Yesterday afternoon, after a particularly panicky moment in regards to my failure to organize my daughter’s memories, I found myself thinking about what is important to me from my childhood. My amazing mom kept journals and calendars for us and it really is fun to see what I was doing 2 weeks after birth, but honestly I can count on one hand the amount of times I have looked at those. But that picture of me running down the beach in my duck bathing suit? I look at that all the time. And that blanket I slept with until I was 10? It houses more memories than I can even explain. And above all else the most important things have been the things my parents taught me. The hours and hours a day my mom spent teaching me to read and write my name. The evenings when my dad would come home and wrestle with us until we could barely breathe we were laughing so hard. Those things above all else, I hold onto. The other stuff, while sweet and fun to look at, isn’t a must. I don’t have to do it, and Lilah will be okay, I will be okay.
When wrestling against a certain expectation, I always ask myself if this would be important to the Ingalls family (you know, Little House on the Prairie). And what I mean by that is, was it something that they needed to survive or be happy? It’s my favorite way of bringing myself back to the basics. What do I need here? What does Lilah need here? Is this thing I am obsessing over really all that important? Did Ma and Pa keep endless memory boxes for Laura and her siblings? Nope. They didn’t even have photographs then and yet no one cared that they didn’t know what they looked like as a baby. And I bet that Ma spent way more time experiencing and way less time documenting. And hey, that’s not to say that I’m not going to bask in the beauty that is modern technology, but I’m sure I can learn a few things from the way that they lived their lives.

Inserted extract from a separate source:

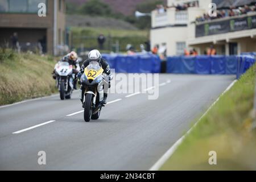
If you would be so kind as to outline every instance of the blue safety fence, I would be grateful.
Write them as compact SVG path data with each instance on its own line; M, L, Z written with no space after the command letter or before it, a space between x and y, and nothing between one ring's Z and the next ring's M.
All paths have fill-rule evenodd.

While I know I will forever battle these expectations of momhood- which bottles to use, or if co-sleeping is safe, or should you really give an infant Tylenol before shots-I am working every day to create experiences whether I capture them forever or not. Documenting events will not be my obsession, but experiencing them. Lilah may not have a neat little picture album, and the journal of her first year of life may be filled with her mama’s own struggles and insecurities, but I will make sure that she has beautiful, challenging, comforting memories to hold onto for her entire life.